Let us look at the $k$-th highest value of $n_1+n_2$ draws with $n_i$ draws from distribution $F_i$. The cdf of this random variable should be: \begin{equation} H^k (x) := \sum\limits_{i=0}^{k-1} {n_1 \choose i} F_1(x)^{n_1-i} (1-F_1(x))^i \left( \sum\limits_{j=0}^{k-i-1} {n_2 \choose j} F_2(x)^{n_2-j} (1-F_2(x))^j \right) \end{equation} I can now easily form an expected value of this order statistic.
Suppose one of the two scenarios [where (2.) is the more general form of (1.)]:
- Some interval $X= [x, d]$ with $x \in (c,d)$ is announed.
- Some interval $X' = [\underline x, \overline x]$ is announced.
Then either no realization (person's age) is in the corresponding interval and no draw (person) is removed, or at least one draw is within the interval.
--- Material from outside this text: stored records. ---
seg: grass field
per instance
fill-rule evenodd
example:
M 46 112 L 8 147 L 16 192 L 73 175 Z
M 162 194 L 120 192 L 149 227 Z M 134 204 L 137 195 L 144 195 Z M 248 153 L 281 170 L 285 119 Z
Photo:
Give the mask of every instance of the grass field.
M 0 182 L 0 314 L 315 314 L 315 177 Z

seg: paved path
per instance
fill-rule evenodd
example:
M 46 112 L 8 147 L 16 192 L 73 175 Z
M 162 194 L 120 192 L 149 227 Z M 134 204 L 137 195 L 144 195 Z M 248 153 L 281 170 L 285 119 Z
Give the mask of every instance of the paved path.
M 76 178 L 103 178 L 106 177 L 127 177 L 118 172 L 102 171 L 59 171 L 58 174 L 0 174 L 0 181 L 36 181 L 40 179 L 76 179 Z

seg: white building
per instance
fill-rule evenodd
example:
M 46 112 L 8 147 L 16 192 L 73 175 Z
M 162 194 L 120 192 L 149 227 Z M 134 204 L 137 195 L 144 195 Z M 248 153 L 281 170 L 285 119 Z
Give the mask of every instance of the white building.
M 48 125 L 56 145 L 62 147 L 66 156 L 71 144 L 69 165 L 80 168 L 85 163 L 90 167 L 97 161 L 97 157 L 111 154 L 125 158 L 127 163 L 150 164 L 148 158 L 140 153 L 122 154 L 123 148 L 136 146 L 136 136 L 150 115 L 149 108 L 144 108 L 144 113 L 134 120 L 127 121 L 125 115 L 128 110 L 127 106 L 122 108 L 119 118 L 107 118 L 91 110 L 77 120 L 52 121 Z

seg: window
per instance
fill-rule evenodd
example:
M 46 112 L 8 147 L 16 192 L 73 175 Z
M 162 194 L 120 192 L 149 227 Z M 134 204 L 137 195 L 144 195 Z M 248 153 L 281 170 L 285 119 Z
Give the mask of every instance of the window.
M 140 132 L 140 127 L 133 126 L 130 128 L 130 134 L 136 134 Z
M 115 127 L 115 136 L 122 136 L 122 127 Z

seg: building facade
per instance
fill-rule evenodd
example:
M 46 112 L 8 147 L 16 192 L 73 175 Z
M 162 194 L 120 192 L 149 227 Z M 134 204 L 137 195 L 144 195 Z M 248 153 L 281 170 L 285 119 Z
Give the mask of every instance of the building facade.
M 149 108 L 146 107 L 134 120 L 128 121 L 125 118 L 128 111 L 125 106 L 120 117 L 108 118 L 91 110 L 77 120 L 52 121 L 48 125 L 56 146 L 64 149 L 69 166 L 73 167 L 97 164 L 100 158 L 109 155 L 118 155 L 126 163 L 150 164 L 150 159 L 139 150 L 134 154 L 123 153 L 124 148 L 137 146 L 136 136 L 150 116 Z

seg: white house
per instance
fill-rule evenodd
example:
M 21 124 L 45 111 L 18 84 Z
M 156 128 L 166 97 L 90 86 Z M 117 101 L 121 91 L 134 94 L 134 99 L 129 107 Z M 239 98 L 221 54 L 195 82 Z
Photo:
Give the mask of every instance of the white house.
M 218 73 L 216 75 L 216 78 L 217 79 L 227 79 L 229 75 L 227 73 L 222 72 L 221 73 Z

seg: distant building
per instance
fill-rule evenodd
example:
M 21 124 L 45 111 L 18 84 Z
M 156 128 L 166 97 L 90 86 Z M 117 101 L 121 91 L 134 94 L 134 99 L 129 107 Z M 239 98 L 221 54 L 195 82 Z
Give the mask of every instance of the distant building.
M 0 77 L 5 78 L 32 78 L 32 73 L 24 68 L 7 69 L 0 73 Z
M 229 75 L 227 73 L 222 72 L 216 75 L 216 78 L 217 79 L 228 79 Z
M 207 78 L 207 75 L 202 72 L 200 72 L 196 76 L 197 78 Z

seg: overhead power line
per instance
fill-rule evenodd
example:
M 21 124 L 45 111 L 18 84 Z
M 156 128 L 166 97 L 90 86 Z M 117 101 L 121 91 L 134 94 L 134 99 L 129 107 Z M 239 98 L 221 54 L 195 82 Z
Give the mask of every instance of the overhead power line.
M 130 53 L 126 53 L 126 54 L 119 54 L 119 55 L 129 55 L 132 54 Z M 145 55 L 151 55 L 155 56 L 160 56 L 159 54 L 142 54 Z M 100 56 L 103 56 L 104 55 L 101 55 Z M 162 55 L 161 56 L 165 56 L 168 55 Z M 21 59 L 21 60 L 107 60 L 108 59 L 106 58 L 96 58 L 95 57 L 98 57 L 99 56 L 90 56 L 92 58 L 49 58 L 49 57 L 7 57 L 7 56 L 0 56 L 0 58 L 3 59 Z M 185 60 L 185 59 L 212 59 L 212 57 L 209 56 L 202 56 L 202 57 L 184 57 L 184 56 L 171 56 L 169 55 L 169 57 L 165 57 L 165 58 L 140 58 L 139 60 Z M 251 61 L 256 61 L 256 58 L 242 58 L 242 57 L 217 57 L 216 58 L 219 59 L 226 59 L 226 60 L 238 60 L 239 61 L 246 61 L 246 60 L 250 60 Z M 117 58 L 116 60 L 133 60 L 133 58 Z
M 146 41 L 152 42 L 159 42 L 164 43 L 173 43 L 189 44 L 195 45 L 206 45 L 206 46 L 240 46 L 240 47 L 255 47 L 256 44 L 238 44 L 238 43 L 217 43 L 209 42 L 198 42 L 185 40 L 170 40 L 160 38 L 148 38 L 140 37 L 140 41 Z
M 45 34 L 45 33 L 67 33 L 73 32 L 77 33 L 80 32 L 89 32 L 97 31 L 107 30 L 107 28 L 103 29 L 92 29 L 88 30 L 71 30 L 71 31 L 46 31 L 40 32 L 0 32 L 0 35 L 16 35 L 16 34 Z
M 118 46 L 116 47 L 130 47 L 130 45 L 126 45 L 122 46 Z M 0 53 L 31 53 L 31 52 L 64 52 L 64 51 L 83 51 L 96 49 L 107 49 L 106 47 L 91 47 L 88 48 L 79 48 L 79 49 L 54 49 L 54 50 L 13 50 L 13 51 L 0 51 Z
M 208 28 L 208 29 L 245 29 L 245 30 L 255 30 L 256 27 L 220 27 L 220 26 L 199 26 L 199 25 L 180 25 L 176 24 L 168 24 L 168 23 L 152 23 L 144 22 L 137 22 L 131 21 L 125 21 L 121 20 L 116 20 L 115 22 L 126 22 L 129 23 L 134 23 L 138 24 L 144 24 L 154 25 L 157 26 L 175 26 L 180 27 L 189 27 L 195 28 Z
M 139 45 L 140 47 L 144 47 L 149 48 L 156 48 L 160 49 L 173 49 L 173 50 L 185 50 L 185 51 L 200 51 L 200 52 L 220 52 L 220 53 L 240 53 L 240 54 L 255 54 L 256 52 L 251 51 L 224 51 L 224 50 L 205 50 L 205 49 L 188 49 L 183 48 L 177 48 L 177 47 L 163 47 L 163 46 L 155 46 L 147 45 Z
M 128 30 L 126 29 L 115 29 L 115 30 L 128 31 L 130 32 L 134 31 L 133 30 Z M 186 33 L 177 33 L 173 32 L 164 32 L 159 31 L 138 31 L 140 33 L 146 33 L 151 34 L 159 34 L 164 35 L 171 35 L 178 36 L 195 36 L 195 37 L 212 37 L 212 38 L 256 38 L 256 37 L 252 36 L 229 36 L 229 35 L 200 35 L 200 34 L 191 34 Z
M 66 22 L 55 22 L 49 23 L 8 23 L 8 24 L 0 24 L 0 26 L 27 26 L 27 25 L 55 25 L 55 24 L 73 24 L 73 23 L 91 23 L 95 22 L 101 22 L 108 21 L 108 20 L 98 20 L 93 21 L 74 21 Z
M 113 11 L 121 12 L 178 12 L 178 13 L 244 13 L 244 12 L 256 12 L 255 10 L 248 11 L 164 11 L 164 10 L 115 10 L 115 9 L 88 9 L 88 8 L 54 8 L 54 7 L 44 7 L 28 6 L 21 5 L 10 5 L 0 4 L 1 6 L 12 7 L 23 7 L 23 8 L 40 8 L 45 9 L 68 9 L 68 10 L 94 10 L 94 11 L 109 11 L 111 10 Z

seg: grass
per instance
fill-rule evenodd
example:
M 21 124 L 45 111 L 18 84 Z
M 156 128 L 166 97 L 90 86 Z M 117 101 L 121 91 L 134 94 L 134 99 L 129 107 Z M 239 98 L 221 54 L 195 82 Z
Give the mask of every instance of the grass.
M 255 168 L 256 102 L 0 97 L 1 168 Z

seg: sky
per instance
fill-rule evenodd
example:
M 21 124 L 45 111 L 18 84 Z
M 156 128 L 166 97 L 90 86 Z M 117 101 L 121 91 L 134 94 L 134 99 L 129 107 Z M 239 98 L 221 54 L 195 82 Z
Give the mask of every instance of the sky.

In the latter case, one person with age within the interval is removed uniformly at random. In case no person was removed, the expected value of the $k$-th oldest person in the room is easy to calculate (just update $F_1$ and $F_2$ that no draw is within the interval).
How does the cdf of the $k$-th highest value of the remaining $(n_1+n_2-1)$ values look like if a draw was removed?
Clearly, if $X \subset (b,d] \cup [a,c)$, this is an easy task (assuming $H^k$ as above is correct), because I know with certainty from which distribution the removed draw came from. So I just replace the corresponding $n_i$ with $(n_i-1)$. Call this updated cdf $H^k_{-i}$.
However, what if the interval $X$ does not make it obvious from which distribution the draw was removed? How does the distribution look like that I, as a Bayesian, use to calculate expectations of the $k$-th order statistic.